What this book desperately needs is a discussion on upgrading the character tree into full-on troupe play (especially the frank discussion about unequal power scaling among the classes), so that players and DMs can dial in on epic-level Dark Sun's different genres. It needs seasonal play, so that there's a ready answer for what to do when your advanced being goes on retreat to build a power-focusing monument or slumber in the heart of a crystal tomb for 2d12 months. It needs to balance martial, magical, and skill characters, in spotlight if not in power. It needs, in short, to be an all-around more sophisticated book than TSR was capable of publishing in 1992.
But it comes closer than most of its contemporaries. It feels like a credible prototype of the sort of book it needs to be. That's why I'm comfortable in calling it "great."
Ukss Contribution: Also great: some of the spells and powers. My runner up is the "Mysterious Traveler" telepathic devotion. Create an aura around yourself that makes you extremely memorable, except that no one can recall where you came from or where you're going. If someone's following you, they'll be directed to the four winds and you'll be nothing more than a local legend.

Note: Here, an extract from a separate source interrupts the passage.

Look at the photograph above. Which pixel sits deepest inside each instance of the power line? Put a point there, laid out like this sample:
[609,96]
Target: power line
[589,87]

This is The Complete Book of Bards all over again. Dungeons and Dragons is experimenting with turning genre tropes into character powers, and it's hilarious and awesome, but it needs to be part of a more daring, self-aware game. It is absolutely on point for a telepath to be able to make an ability check to be mysterious, but why is it a power? Where do you go from there? Are you really going to build a telepath that doesn't have the ability to become mysterious at will? Why is there a character creation tax on such a basic bit of functionality?
Anyway, everyone else who has been making a game with telepathy has just been put on notice . . .
Actually, that technically includes myself, so Ukss will probably get something like this, just not now, because Dragon Kings has a spell that is even cooler: Storm Legion.
The way it works is a priest gathers up their followers and marches into a storm. Once the casting finishes, the followers are uploaded into the storm, disintegrating and becoming part of its substance. The caster joins them last and directs the storm to anywhere they want, at about 10-40 miles per hour. Then, when they reach the destination "the caster and army literally rain out of the sky. Descending as drops of blood, bone, and tissue, the fragments reassemble themselves in 10 rounds (ed note: "minutes") into the individuals they once were."
That is, without a doubt, the coolest bit of arcane travel technology I've ever seen. It's good to be reminded that sometimes D&D could be metal as fuck, and that Dark Sun has a higher concentration of that than average.